Verdutzt über den großen Andrang ist auch Dr. Gerd Fobbe. Denn der ehemalige Mannschaftsarzt steht bei den Autogramm-Jägern hoch im Kurs.

Bei den lebensgroßen Bayer-Spielern aus Pappe, mit denen sich die Anhänger fotografieren lassen können, ist eine Verwechslung ausgeschlossen. Denn die Papp-Mannschaft zeigt die Spieler von 1985. Heute sind sie zwar um 25 Jahre gealtert und haben sich den Frisurentrends angepasst, ihren Charakter aber haben sie sich erhalten. Wie Wolfgang Schäfer: Nach dem gewonnen Finale war er kaum vom "seinem" geliebten Pokal zu trennen.

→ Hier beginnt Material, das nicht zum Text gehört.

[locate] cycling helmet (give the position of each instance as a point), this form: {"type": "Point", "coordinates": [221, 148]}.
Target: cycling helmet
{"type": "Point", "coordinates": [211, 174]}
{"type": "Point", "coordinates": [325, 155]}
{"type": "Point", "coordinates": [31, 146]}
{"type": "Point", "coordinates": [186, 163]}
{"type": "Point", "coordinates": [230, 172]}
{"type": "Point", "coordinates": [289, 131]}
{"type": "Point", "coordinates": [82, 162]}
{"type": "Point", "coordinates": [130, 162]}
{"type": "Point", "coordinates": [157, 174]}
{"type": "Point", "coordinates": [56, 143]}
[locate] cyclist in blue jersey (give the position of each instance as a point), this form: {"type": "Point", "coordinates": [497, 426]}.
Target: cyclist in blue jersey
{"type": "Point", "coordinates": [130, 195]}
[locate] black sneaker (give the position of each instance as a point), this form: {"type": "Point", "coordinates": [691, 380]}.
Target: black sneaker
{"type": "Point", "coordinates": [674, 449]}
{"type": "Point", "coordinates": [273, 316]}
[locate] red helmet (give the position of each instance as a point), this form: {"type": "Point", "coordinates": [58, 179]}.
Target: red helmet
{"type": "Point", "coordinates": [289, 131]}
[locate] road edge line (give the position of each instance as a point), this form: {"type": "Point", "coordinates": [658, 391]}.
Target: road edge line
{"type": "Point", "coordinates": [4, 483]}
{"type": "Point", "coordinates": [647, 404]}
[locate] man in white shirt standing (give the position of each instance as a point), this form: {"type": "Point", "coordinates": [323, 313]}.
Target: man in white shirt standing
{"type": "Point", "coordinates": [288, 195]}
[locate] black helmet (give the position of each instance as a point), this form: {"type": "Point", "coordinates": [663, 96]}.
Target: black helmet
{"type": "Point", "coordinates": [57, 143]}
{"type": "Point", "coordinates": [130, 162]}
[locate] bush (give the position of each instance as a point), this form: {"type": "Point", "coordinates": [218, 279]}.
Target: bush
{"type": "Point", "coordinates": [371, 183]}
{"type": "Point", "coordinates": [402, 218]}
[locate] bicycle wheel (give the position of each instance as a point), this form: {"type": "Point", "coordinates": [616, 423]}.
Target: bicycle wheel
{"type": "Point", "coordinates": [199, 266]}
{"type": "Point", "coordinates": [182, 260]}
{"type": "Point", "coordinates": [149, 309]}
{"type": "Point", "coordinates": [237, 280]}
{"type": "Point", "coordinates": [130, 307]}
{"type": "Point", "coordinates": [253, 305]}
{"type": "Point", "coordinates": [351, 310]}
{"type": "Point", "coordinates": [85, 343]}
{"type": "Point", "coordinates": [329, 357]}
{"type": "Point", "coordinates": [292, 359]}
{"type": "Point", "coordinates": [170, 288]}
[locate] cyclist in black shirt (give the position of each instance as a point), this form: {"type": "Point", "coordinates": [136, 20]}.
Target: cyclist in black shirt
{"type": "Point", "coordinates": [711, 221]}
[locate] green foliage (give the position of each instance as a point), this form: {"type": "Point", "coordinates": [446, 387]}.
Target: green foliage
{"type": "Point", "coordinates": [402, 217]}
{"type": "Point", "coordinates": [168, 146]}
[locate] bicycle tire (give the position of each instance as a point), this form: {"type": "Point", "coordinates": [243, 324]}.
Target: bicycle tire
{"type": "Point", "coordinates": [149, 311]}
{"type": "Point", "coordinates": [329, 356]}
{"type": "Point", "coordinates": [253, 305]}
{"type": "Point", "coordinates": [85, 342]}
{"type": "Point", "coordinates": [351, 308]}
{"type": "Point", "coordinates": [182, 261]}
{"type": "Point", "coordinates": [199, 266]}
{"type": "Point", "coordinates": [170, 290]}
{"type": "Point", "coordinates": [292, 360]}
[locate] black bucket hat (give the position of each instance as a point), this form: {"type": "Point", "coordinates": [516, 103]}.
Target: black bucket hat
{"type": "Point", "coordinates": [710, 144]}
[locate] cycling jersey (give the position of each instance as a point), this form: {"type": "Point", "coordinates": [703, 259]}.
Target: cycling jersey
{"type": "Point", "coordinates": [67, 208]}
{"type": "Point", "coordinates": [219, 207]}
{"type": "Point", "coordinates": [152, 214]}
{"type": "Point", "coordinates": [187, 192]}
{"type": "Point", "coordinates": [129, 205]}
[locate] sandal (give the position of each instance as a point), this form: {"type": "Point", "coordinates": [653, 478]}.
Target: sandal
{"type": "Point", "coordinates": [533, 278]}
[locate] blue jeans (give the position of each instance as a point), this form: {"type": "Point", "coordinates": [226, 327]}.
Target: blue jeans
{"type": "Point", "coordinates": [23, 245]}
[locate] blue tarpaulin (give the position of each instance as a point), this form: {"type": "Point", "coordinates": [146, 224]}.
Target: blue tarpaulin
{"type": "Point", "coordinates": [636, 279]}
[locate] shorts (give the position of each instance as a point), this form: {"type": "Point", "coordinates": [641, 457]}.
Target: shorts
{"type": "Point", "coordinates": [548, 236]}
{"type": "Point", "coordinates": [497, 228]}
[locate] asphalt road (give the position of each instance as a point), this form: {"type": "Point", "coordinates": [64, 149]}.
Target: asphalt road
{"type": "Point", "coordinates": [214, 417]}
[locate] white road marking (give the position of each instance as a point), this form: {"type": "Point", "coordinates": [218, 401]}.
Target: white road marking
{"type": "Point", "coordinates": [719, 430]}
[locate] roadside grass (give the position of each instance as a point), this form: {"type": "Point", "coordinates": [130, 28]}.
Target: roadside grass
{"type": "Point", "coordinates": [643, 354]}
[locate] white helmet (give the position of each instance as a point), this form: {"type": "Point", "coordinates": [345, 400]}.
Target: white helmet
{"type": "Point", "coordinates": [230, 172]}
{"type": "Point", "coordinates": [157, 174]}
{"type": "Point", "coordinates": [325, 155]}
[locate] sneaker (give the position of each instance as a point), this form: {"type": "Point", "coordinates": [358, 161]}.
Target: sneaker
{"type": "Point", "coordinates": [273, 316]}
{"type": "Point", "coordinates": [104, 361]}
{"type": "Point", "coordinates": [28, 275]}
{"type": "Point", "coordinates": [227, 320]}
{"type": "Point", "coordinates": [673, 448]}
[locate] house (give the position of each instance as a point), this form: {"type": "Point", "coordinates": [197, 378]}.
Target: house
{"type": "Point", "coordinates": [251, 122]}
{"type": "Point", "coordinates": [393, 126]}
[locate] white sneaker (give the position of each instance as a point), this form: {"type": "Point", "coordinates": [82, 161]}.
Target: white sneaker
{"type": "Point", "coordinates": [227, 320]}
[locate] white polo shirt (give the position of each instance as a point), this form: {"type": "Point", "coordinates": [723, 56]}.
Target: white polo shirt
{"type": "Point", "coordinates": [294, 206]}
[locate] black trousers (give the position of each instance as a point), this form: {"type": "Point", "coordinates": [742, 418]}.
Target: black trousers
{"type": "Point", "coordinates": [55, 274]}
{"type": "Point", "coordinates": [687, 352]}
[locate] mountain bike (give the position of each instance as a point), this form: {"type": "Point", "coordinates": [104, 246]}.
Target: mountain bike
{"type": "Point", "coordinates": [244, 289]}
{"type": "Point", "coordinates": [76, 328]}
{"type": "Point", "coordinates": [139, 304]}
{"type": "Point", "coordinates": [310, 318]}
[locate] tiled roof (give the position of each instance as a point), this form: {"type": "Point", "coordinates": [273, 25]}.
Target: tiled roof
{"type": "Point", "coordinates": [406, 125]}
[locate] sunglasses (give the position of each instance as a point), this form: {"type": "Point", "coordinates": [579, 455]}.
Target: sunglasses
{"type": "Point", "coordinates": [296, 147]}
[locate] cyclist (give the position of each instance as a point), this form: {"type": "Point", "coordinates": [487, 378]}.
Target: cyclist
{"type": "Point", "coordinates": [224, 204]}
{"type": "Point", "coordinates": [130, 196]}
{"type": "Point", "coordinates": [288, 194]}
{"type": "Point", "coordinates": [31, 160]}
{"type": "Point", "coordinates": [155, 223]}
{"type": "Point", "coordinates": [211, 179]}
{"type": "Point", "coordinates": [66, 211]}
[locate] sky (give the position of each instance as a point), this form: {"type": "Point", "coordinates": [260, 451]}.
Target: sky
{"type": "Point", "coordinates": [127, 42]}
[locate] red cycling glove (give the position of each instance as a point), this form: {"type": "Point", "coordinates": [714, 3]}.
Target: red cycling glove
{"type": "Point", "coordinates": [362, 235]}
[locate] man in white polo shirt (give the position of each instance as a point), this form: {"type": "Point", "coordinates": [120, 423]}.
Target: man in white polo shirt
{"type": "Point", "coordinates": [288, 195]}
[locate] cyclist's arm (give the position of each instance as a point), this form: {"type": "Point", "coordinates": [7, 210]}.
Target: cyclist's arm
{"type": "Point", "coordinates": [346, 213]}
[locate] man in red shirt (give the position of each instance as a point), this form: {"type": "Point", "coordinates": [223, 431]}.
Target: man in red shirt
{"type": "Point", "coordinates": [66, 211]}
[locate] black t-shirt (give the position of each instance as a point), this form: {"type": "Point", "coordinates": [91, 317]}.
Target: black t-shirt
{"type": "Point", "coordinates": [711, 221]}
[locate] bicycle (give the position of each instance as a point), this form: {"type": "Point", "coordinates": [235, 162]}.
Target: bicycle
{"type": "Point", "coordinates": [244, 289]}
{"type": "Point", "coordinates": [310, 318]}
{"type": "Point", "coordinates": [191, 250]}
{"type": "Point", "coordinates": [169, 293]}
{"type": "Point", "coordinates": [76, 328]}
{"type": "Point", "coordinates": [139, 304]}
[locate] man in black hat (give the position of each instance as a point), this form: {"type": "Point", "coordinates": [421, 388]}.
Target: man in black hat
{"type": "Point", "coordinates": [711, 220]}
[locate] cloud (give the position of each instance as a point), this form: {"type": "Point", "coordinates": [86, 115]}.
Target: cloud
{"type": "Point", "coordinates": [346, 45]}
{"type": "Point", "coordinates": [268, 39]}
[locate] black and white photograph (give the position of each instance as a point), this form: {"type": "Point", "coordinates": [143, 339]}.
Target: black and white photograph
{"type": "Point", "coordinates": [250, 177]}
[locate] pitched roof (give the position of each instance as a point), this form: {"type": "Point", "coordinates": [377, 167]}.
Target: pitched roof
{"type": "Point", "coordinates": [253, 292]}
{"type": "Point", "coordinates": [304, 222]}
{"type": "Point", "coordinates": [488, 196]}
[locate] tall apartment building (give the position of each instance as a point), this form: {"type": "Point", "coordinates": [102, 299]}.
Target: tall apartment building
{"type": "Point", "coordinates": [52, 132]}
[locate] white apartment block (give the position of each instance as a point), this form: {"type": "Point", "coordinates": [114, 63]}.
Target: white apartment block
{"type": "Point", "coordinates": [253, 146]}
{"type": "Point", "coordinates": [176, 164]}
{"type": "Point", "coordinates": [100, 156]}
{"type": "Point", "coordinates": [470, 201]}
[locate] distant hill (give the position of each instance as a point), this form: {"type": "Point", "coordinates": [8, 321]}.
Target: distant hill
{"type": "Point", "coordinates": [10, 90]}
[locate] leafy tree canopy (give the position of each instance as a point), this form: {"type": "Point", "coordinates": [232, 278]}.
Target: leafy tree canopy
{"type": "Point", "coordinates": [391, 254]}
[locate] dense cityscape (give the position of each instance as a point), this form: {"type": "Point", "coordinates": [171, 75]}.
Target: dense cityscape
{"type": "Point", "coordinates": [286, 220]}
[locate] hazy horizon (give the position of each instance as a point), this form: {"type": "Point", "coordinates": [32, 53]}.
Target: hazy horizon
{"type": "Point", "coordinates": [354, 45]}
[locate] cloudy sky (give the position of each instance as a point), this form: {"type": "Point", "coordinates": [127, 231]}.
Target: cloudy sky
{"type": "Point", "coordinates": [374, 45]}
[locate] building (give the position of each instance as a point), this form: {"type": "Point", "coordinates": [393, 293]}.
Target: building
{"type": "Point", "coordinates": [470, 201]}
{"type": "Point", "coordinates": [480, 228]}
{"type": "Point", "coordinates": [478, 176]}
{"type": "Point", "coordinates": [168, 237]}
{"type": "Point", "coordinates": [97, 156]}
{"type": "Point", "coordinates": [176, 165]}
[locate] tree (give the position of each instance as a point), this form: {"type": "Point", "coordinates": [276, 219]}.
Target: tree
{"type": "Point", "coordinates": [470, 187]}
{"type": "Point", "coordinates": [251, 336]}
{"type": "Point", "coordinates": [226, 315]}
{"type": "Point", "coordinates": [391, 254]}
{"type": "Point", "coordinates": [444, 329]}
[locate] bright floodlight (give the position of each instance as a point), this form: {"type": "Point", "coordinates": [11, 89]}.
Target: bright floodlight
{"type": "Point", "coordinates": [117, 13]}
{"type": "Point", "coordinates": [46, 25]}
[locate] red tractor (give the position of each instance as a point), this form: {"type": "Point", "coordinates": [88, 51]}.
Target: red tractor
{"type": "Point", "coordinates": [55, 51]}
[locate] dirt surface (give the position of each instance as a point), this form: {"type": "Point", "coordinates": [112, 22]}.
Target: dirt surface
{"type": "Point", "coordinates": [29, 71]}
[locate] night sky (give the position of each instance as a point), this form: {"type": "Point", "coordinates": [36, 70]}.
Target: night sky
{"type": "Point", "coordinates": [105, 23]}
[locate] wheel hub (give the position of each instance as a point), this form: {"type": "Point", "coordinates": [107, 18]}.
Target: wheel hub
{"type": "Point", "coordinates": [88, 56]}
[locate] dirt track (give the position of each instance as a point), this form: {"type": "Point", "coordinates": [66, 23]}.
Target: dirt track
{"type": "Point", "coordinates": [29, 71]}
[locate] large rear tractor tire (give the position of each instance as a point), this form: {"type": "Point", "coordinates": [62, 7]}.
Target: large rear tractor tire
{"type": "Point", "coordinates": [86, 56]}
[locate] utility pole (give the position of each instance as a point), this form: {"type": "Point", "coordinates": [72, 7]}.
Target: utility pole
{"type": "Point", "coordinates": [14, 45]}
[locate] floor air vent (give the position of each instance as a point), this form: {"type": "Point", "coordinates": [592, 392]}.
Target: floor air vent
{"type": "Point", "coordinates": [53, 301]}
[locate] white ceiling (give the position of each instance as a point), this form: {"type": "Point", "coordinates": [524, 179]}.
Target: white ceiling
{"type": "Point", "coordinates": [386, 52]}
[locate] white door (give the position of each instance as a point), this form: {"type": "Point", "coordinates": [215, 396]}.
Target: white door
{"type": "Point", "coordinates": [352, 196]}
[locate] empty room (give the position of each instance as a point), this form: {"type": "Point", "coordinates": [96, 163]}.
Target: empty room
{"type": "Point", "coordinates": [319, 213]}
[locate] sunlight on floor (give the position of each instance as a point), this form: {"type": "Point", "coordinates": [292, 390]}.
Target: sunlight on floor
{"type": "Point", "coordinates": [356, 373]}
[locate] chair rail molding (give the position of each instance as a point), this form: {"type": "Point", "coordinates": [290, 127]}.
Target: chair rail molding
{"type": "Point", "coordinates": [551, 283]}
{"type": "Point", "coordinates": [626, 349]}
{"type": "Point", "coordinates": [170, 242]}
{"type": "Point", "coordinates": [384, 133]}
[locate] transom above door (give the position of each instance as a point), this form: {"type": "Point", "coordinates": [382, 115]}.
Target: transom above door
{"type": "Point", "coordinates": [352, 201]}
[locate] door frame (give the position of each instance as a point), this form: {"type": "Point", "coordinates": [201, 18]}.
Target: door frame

Nicht alle Beteiligten des Pokal-Triumphs kamen zum Jubiläum. Trainer Karl-Heinz Feldkamp und die Spieler Ludger van de Loo, Friedhelm Funkel und Wolfgang Funkel waren nicht da.

Der KFC-Präsident war begeistert: "Das zeigt, für welchen Club, welche Tradition wir alle arbeiten. Das hat gut getan und gibt auch mir persönlich Auftrieb, weiter zu arbeiten, um irgendwann ähnliches zu erreichen."

Auch 25 Jahre später hat Schäfer, der eine Fußballschule in Tirol betreibt, das gute Stück wieder im Blick. Goldig schimmert die Replik vor dem Kino-Saal und jeder möchte ein Foto mit der begehrtesten Dame des Abends. "Vielleicht nehme ich den mit nach Tirol", scherzt Schäfer.